Hoje 30 quilos mais magro do que na última vez em que competiu, em Abu Dhabi, nos Emirados Árabes, há dois anos, Billy ainda ostenta os calos nos dedos causados pelo atrito com o tatame.

"Mostra meus calos senão ninguém acredita que eu era lutador", diz, exibindo as pontas dos dedos machucadas. "É de acender o isqueiro."

Em seu canal no YouTube, ele reúne vídeos de lutas que competiu. Foi vice-campeão no campeonato mundial de jiu-jitsu esportivo em 2014. No mesmo canal, reúne interpretações de orquestras para músicas do alemão Johann Sebastian Bach (1685-1750), seu compositor preferido, como a "Suite Número Seis", a que mais gostava de tocar.

DESILUSÃO

Há quase um ano, quando passou a viver na cracolândia, Billy sofreu uma grande decepção amorosa, que o fez mergulhar de vez no vício.

Ao olhar a rede social da namorada, que motivou seu retorno ao Brasil, ele descobriu que estava sendo traído. "Ela dizia para ter calma, que logo se casaria comigo para ter a cidadania americana."

Depois do rompimento, decidiu aceitar o convite para treinar numa academia em São Paulo e deixar Lorena, no interior, onde vivia com a namorada e o filho dela. Durou pouco o alento do esporte. "Fiquei revoltado, me senti usado. Fui comprar droga e nunca mais saí do fluxo."

Como costumava fumar crack dentro do banheiro de casa, ele conta que ainda não se acostumou a acender o cachimbo no meio de outras pessoas. "Pelo menos aqui eu me misturo e ninguém sabe da minha história."

Para manter a sanidade, busca cumprir planos que faz todos os dias ao acordar, como onde almoçar, tomar banho, pedir dinheiro e dormir.

Quando consegue juntar mais de R$ 50 em esmolas, ele paga R$ 25 de diária em um dos hotéis na região da Luz. "Sinto que estou começando a chegar no patamar de viver sem nenhum objetivo e isso me assusta muito. Luto para o crack não corromper a minha personalidade."

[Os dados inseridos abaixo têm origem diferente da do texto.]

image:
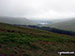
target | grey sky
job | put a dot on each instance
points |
(49, 9)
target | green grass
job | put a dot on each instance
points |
(21, 41)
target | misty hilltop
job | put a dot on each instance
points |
(17, 20)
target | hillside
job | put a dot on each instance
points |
(19, 41)
(66, 25)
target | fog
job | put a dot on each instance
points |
(38, 9)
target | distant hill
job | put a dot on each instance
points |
(17, 20)
(24, 41)
(65, 25)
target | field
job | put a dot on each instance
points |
(20, 41)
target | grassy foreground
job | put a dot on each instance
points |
(19, 41)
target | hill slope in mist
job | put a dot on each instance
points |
(17, 20)
(23, 41)
(65, 25)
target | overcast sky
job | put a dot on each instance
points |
(48, 9)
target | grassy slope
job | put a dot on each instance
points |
(20, 41)
(66, 25)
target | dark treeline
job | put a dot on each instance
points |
(51, 29)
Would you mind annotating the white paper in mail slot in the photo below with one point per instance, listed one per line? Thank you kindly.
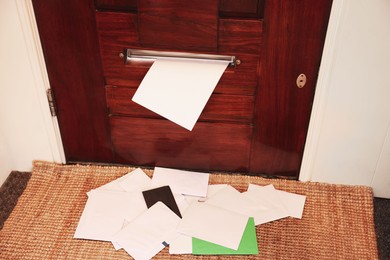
(178, 89)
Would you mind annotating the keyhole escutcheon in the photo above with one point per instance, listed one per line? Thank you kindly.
(301, 80)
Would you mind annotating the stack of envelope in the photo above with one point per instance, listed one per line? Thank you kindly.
(180, 209)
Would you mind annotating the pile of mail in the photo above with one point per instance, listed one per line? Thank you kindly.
(179, 208)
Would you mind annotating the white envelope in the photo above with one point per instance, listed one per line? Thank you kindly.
(136, 181)
(294, 203)
(105, 212)
(213, 224)
(149, 233)
(269, 199)
(231, 199)
(181, 182)
(179, 89)
(181, 245)
(115, 184)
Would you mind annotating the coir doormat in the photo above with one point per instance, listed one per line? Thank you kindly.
(337, 221)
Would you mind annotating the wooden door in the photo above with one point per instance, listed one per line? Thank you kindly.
(256, 120)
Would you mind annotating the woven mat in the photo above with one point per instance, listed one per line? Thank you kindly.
(337, 222)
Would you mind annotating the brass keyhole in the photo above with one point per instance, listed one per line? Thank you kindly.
(301, 80)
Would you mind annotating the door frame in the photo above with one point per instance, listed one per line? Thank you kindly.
(337, 15)
(38, 68)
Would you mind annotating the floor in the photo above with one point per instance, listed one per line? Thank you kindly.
(16, 182)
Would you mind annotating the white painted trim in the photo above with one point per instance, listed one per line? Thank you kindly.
(41, 84)
(323, 82)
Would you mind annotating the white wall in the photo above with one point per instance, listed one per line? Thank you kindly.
(351, 116)
(27, 131)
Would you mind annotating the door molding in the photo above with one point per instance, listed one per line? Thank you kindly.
(336, 19)
(41, 84)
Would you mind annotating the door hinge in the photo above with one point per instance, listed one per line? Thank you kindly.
(52, 103)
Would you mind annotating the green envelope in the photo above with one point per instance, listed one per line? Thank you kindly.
(248, 244)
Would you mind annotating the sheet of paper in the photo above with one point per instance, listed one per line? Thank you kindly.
(294, 203)
(213, 224)
(136, 181)
(114, 185)
(248, 244)
(149, 233)
(272, 205)
(231, 199)
(105, 212)
(179, 89)
(181, 182)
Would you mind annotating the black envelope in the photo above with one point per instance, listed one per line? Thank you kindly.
(163, 194)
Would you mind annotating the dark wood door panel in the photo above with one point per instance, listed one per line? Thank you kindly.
(295, 35)
(256, 120)
(183, 25)
(209, 146)
(70, 45)
(220, 108)
(240, 36)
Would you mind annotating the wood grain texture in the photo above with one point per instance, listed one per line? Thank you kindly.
(241, 8)
(118, 31)
(70, 46)
(240, 36)
(117, 5)
(220, 108)
(295, 33)
(209, 146)
(185, 25)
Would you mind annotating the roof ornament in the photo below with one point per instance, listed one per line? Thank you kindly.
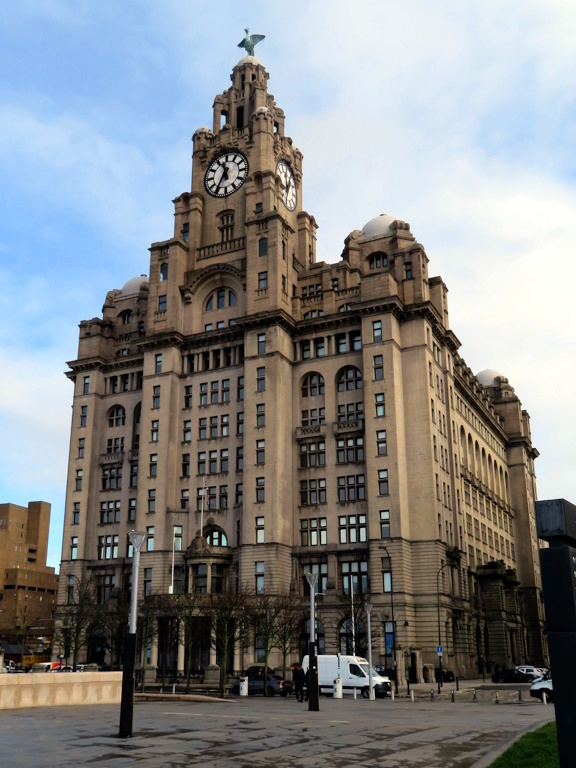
(250, 41)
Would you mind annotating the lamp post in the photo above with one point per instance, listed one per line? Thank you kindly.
(439, 649)
(368, 607)
(313, 698)
(385, 549)
(137, 540)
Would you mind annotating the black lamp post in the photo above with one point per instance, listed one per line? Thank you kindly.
(393, 621)
(137, 540)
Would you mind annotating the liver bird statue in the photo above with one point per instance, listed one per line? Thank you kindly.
(250, 41)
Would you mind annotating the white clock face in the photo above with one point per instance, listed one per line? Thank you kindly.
(226, 174)
(290, 196)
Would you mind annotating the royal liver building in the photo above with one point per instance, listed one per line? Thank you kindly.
(262, 415)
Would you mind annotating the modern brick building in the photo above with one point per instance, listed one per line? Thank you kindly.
(325, 406)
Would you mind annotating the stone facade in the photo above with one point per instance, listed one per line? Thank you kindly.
(325, 406)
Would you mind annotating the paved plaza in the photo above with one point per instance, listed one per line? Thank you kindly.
(257, 733)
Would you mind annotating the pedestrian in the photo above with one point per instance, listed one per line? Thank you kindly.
(299, 680)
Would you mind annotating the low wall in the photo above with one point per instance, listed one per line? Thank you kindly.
(56, 689)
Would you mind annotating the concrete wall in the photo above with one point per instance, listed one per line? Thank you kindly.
(59, 689)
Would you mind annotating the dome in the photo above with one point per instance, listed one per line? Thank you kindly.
(379, 226)
(250, 60)
(488, 377)
(132, 287)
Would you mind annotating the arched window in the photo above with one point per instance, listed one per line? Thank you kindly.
(116, 416)
(216, 538)
(349, 378)
(378, 260)
(313, 385)
(220, 299)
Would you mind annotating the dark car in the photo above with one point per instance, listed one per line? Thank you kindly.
(512, 676)
(274, 685)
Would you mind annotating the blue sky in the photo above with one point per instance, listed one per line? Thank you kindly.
(456, 117)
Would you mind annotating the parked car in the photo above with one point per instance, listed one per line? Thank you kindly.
(274, 685)
(512, 676)
(541, 686)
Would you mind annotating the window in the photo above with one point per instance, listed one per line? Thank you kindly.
(383, 482)
(260, 414)
(260, 490)
(313, 454)
(385, 523)
(259, 578)
(351, 488)
(355, 577)
(352, 529)
(109, 512)
(153, 465)
(260, 452)
(313, 417)
(260, 379)
(107, 547)
(312, 492)
(350, 449)
(381, 444)
(350, 378)
(313, 532)
(313, 385)
(259, 530)
(188, 396)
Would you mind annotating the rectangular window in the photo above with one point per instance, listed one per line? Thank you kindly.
(385, 523)
(312, 492)
(355, 577)
(352, 529)
(260, 379)
(260, 488)
(313, 532)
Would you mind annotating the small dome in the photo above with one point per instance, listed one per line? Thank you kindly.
(488, 377)
(379, 226)
(132, 287)
(250, 60)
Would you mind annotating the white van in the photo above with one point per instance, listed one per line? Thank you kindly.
(354, 673)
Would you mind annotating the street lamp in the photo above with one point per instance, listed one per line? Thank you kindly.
(313, 698)
(393, 621)
(368, 607)
(137, 540)
(439, 649)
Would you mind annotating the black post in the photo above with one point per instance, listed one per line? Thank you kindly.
(127, 701)
(313, 694)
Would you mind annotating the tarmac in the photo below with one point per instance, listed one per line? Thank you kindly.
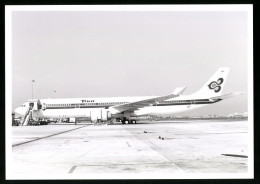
(146, 150)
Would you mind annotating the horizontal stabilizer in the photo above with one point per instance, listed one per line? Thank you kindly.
(222, 97)
(179, 90)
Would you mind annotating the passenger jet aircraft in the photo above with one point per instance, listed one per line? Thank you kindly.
(127, 108)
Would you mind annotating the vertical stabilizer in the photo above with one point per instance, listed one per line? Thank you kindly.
(214, 86)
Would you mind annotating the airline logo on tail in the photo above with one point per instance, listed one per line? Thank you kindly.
(216, 85)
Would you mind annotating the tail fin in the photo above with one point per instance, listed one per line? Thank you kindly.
(214, 86)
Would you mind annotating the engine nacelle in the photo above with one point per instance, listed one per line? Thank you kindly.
(100, 114)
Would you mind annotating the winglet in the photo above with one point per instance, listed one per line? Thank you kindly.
(179, 91)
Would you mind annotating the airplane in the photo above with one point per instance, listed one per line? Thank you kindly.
(127, 108)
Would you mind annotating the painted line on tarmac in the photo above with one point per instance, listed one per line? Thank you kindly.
(18, 144)
(233, 155)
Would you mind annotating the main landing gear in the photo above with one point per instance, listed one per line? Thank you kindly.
(127, 121)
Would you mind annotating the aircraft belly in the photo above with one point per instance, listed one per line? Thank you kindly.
(165, 109)
(63, 113)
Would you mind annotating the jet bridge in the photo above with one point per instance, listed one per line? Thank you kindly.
(33, 105)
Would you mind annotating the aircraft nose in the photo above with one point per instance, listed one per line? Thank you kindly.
(19, 111)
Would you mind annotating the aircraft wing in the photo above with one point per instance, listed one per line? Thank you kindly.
(147, 102)
(222, 97)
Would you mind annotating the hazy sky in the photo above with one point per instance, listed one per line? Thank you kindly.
(102, 54)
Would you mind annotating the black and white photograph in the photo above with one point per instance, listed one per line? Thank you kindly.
(129, 92)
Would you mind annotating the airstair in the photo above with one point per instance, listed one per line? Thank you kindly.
(27, 116)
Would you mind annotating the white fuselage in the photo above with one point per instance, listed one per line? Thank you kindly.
(87, 107)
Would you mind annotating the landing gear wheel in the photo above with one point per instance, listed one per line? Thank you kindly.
(133, 121)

No dia em que tentou se internar, Billy estava havia três dias sem comer. Guardava algumas moedas no bolso, que acabou gastando para comprar cigarros no fluxo.

O trauma de ter sido internado à força pela família o mantinha arredio ao tratamento. Ele chegou a desconfiar que a Folha havia sido enviada por seus parentes para colocá-lo dentro de uma clínica novamente.

Ao vê-lo sendo fotografado para a reportagem, duas mulheres que passavam pela calçada sacaram seus celulares para registrar a cena.

Ele reagiu e pediu para não ter o rosto fotografado. "É o mendigo gato", disse uma delas. "Não, sou usuário de drogas", respondeu ele. "Benza Deus, queria um 'nóia' desses lá em casa", disse a outra. Após seis horas de espera na tenda da prefeitura, ele desistiu. Com o cachimbo na mão, caminhou em direção ao fluxo e se misturou entre os demais viciados da região.